Lamm was a strapping 17-year-old junior athlete from Donnellson who gladly accepted his destiny of working at the grain-milling plant like his father and brother. On a snowy December, 1980, he was in a car accident, damaging his spinal cord.
He couldn’t walk anymore.
“I could have sat around and collected a (disability) check,” he said. “I decided I needed something to do from a wheelchair.”
He needed to think differently, learn a trade he would have never considered. He heard about fixing watches. By 1987, Lamm graduated from Gem City College in Quincy, Illinois, and landed a jewelry repair job in a Keokuk shop.
Along comes Tracey. She liked him, said he was a kind, understanding man, not a loser like the college boys she’d been hanging around. He liked Tracey enough to ask her to marry.
Then he promptly quit his job, decided to build a house in Donnellson and run a home-based repair shop. “This is great,” Tracey Lamm says. “No job, we’re building a house and the flood of 1993 is happening at the same time.”
That’s gutsy.
Lamm got better at repair, increased his knowledge of gems and metals, and realized his hands, these thick, wonderful hands that once held a baseball bat, now wielded artistry.
In the years that followed, there were lean times. What he needed was a niche.
Finding Inspiration
One day five years ago, he was inspired. Lamm saw a woman with her husband’s wedding band on her middle finger. He knew it meant her husband had died.
What if you take that band, which so many widows cherish and wear on their fingers or on a chain, and make something special? He tossed the idea to his wife’s aunt, Jane Wellington. Wellington, of Pleasant Hill, had been married 38 years. She and her husband bought matching wedding bands, too broke at 18 to afford any diamonds. It was nothing fancy but meaningful to her since he died that year in a car accident. She slipped it off her middle finger and gave it to Lamm.
“When he brought it back to me it was a feeling I can’t explain. It was turned into a heart shape and put on a chain. It meant everything to me.
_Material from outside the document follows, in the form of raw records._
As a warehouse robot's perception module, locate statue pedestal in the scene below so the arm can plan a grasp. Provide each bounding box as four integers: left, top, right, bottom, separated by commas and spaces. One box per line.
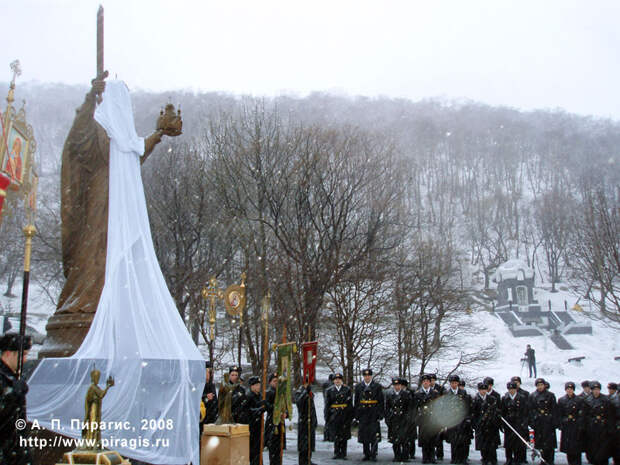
56, 450, 131, 465
200, 424, 250, 465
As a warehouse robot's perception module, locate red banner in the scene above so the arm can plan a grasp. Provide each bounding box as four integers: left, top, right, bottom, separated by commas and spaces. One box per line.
301, 341, 319, 383
0, 173, 11, 215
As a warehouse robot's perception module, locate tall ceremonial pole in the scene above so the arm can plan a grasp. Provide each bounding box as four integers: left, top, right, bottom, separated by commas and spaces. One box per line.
259, 291, 271, 465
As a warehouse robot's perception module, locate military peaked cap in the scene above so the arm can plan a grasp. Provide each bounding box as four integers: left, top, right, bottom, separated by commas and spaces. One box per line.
0, 333, 32, 352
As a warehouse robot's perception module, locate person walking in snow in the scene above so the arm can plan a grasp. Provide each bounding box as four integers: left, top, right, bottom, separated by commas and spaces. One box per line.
525, 344, 538, 378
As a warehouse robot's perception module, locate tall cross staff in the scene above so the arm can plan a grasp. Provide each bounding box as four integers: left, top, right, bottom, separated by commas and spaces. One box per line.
96, 5, 108, 103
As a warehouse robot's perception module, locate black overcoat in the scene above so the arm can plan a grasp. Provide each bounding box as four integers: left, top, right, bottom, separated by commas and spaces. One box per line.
293, 386, 317, 451
472, 394, 501, 450
353, 381, 384, 443
500, 391, 530, 449
385, 389, 414, 444
558, 394, 583, 454
583, 394, 616, 463
415, 388, 441, 447
323, 384, 353, 442
528, 390, 559, 450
“I wear it now and it’s a part of me.”
It was the start of many widows coming to him, entrusting him with the memories of their spouses. Many were left in a drawer of keepsakes and became slender hand-made hearts, each one original.
Lamm called them Heart of Remembrance.
Out of the tragedies of people’s lives, out of his own, came beauty. I like to see the smile on their faces,” he said. It makes me feel good.”
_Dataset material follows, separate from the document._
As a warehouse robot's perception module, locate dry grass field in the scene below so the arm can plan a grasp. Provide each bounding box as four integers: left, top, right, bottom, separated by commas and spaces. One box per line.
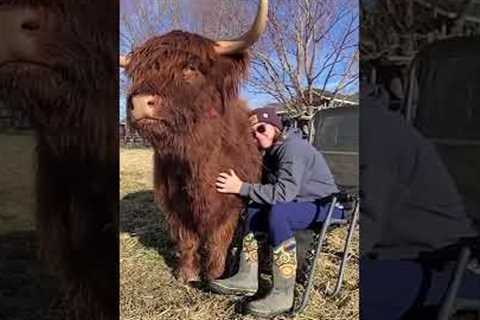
0, 131, 58, 320
120, 149, 359, 320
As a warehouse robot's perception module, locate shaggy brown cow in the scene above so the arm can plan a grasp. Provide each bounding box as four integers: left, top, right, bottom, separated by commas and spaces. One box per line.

People began bringing in more stuff. Gold from grandpa’s teeth, an uncle’s old opal stone or a husband’s Masonic ring.
One man had his wife’s ring made into a key ring. “She had cancer,” Lamm said. With each piece of jewelry he heard a story. The quiet bench jeweler listened and saw what he could do. He saw their tears.
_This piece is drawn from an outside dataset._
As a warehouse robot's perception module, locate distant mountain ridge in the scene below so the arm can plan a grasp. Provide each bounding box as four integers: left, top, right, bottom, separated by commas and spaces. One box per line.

But along came another flood, this time in the summer of 2008, hitting nearby towns heavily. Along came the troubled economy.
Taking a Leap
Lamm could sit there and complain. Instead, he bought a store last June. A longtime local institution in nearby Mediapolis, Rhodes Jewelry, was announcing big sales, its owner looking to phase out the business.
Alice Thie’s father, a jeweler, had retired in 1979 and she took over his inventory. She made the place work. It was a part of his legacy But when Lamm approached her, it was the right time.
“He is extremely conscientious and I was always very particular about the quality of my merchandise.” Thie said. “I wouldn’t let him come in and use my name if he wasn’t top notch.”
Although she still owns the building and they share ownership of new merchandise, it’s now Lamm’s business.
“This is probably the biggest leap he has taken,” Tracey Lamm said.
With gold prices up, the economy down and little retail experience, he wheeled into the store, a former lone wolf now with three part-time employees. He is scared. “What I do here is a luxury,” he said. People don’t need jewelry to survive.”
Making it Work
Small towns are made up almost entirely of such small business dreams, say Iowa economic development experts.
Often, the successful small businesses are those that offer a service, said Dave Swenson, and Iowa State University economist.
Lamm’s service is repair and designing jewelry, a rarity in a small-town shop.
While sizing and re pronging rings, repairing chains and remounting stones, he waits for the economy to pick up new jewelry sales and for Mediapolis families to dig into their boxes of family history. He waits for them to pull out grandma’s old ring and let him transform old sorrows and tender memories into a heart.
He pulls his wheelchair up to the half-dozen precise machines, his jeweler’s eyeglass strapped to his head. “I feel good,” he says. “It’s something they can pass down from generation to generation.”
That could be Mike Lamm’s enduring lesson in one shape – heart.
By Mike Kilen, as appeared in the March 29, 2009 edition of The Des Moines Sunday Register, IowaLife section.